In the real world, data pipelines depend on external upstream data. So far in this tutorial, we haven't used any external data-- we've been substituting hardcoded data in the asset at the root of our graph, and using a code version as a stand-in for the version of that data. We can do better than this.

External data sources in Dagster are modeled by SourceAssets. We can add versioning to a SourceAsset by making it observable. An observable source asset has a user-defined function that computes a logical version.

Let's add an @observable_source_asset called input_number. This will represent a file written by an external process, upstream of our pipeline:

29034

The body of the input_number function computes a hash of the file contents and returns it as a LogicalVersion. We'll set input_number as an upstream dependency of versioned_number.

from hashlib import sha256

from dagster import LogicalVersion, asset, file_relative_path, observable_source_asset


def sha256_digest_from_str(string: str) -> str:
    hash_sig = sha256()
    hash_sig.update(bytearray(string, "utf8"))
    return hash_sig.hexdigest()


FILE_PATH = file_relative_path(__file__, "input_number.txt")


@observable_source_asset
def input_number():
    with open(FILE_PATH) as ff:
        return LogicalVersion(sha256_digest_from_str(ff.read()))


@asset(code_version="v3", non_argument_deps={"input_number"})
def versioned_number():
    with open(FILE_PATH) as ff:
        return int(ff.read())


@asset(code_version="v1")
def multipled_number(versioned_number):
    return versioned_number * 2

Adding an observable source asset to our graph has revealed a new button labeled "Observe Sources":

Source asset in graph

We click this button to kick off a run that executes the observation function of input_number. Let's look at the entry in the asset catalog for input_number:

Source asset in catalog

Note the "logical version" listed here that you computed.

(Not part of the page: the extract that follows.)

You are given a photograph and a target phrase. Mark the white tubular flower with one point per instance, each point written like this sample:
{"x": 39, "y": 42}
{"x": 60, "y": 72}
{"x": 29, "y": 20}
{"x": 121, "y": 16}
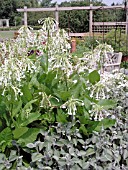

If we return to the asset graph, we see that versioned_number and multiplied_number are stale. "Materialize all" to bring them up to date.

Finally, let's manually alter the file to simulate the activity of an external process. If we click the "Observe Sources" button again, the downstream assets are again marked stale-- the observation run generated a new logical version for input_number, because its content changed.

Asset memoization is under very active development. This guide will be updated as we roll out new features in the coming weeks.